Communist candidate Penner's vote tally was not large enough for him to win a seat and he received few vote transfers, but many of his votes were transferred to help elect Ivens, the last ILP member to be elected.
The Independent-Moderationist candidate Downes received some vote transfers from supporters of candidates running under other labels, but not enough to maintain a lead over party candidates (Rogers and Ivens) who although initially lower ranking compared to Downes, received many vote transfers from elected or eliminated candidates of the same party.
In each party the most popular candidates maintained their position visa vis other candidates of the same party all the way through. The question was how many quota each party had at the start (taking all the party candidates together) and how many they would pick up from cross-party transfers - this set up how many seats each party would take.

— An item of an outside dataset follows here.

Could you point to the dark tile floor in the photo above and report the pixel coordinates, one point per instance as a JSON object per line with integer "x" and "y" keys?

The seats were filled by the candidates in popularity order set by the voters. Party lists, if they had been used as in Party-list proportional representation, might have dictated that different persons would have filled the seats that were indirectly allocated to each party than were the choice of voters in this election.

==Sources==

The first ballot results for Winnipeg and results for all other constituencies are taken from an official Manitoba government publication entitled "Manitoba elections, 1920–1941", cross-referenced with the 1928 Canadian Parliamentary Guide, and an appendix to the Manitoba government's report of the 2003 provincial election.

All ballot results for Winnipeg after the first count are taken from reports in the Winnipeg Free Press newspaper. It is possible that some errors appeared in the original publication.

==Post-election changes==

Birtle (John Pratt leaves the government side, early in the parliament).

Lansdowne (res. Tobias Norris, 1928), 10 November 1928:
- Donald McKenzie (Liberal/Progressive) 1527
- Harvey Hicks (C) 1260

Morris (William Clubb to new cabinet post, 18 May 1929), 30 May 1929:
- William Clubb (P) accl.

Turtle Mountain (dec. Richard G. Willis, February 1929), 22 June 1929:
- Alexander Welch (C) 1327
- W.E. Campbell (P) 995

Winnipeg (res. Hugh Robson, January 1930)

Mountain (dec. Irving Cleghorn, 1930), 20 January 1930:
- Ivan Schultz (L [endorsed by Progressives]) accl.

The Liberals formed an alliance with the governing Progressives in 1932.